Бог Солнца без его помощи на глазах стал сильнее и ярче, скоро совсем возмужал и прогнал холодный густой туман с легкой дымкой. В течение многих лет старик сам поклонялся богу Солнца, но теперь, кажется, тот становился всемогущим только для болтунов, на обращения Вугха не реагировал.
Правда, Вугх из лиан и сухожилий животных ему помочи не сооружал, как соседи. И по полночи поклоны лбом об порог не выкладывал. Пока бог оставался слабым, во дни долгой ночи, соплеменники Вугха были могущественны; теперь же, когда долгий период его бессилия завершался, и кроманьонцам удалось правдами или неправдами выволочь его из-за холма прежде Вугха, выходит, им, болтунам ненавистным, снова рассеиваться по стране, точно блохам по брюху неандертальца.
Вугх никак не брал того в толк. Возможно, бог съехал с ума, порастратился, не понимал, для кого разгораться — для него, человека спокойного, или для пришлых истериков. Может, не понимал, ибо высшие существа тоже часто бывали непредсказуемы. Он вздохнул с жалобой. Он мечтал лишь о том, чтобы к нему вернулся брат. Уж тот-то чувствовал эти вещи гораздо лучше и мог разъяснить ему все.
По гальке, разбросанной перед входом в пещеру, пробиралась Кейода. Наконец-то. Она принесла из деревни уже наполовину обглоданную лошадиную ногу, которую Вугх тут же схватил, вонзясь в нее своими острыми зубами. Видимо, соседям за день до этого повезло на охоте, недаром подарки оказались столь щедрыми. Он промычал что-то в знак благодарности, рыкнул от радости, и подруга в полном довольстве уселась на солнышке, как раз у входа в пещеру, чтобы он ласково почесал ее спину.
Кейода еще немного страшила Вугха своим видом, как и весь ее род. У нее были длинные, вечно подгибающиеся ноги, короткие руки и неестественно прямая осанка. Вугх с аппетитным вздохом вспоминал бывших подружек из девушек соплеменниц. Вот те были что надо, приземисты, толсты, с выступающими вперед шеями и симпатичными низкими лбами. А эта… Как могли плосколицые женщины кроманьонцев залучать себе пару, для Вугха все еще оставалось загадкой.
Но они, тем не менее, вполне преуспевали, их трепливые детки, которых, пожалуй, за день не пересчитать, визжали с утра до ночи, как поросята.

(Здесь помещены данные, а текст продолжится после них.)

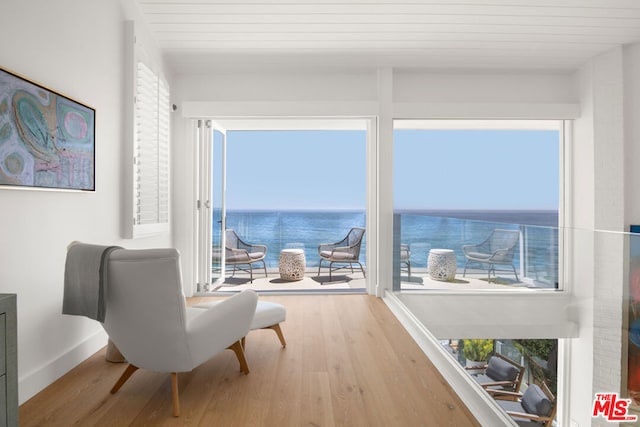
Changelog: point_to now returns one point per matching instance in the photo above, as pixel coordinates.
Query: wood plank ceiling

А Кейода в этом деле потерпела неудачу, и ее пример как раз говорил о том, кто был прав. Когда-то он даже проникся охотой к ней, почти восторгался. Еще ребенком она оказалась поранена, потому выросла в том отчуждении, которое непривлекательно для мужчин. Люди ее племени обращались с ней грубо, и Кейода в конце концов просто ушла от них.
Через некоторое время девчонка и набрела на Вугха. Или его мягкое сердце тронуло ее? Осталась, стерпелись, притерлись друг к другу, ах, юность хо-хо. Вообще-то ее родня вся была сворой кочевной, носилась за своими стадами на север — летом, зимою — на юг, мотало их, не сидевших на месте, в зависимости от времени года. Но, невзирая на климат с привычками рода, Кейода все же осталась в пещере Вугха, и мало того, без дела не бывала, сразу кидалась на любую работу, в которой у них возникала потребность. Даже на такую, которую сами неандертальцы презирали. И Вугх был всегда благодарен за это.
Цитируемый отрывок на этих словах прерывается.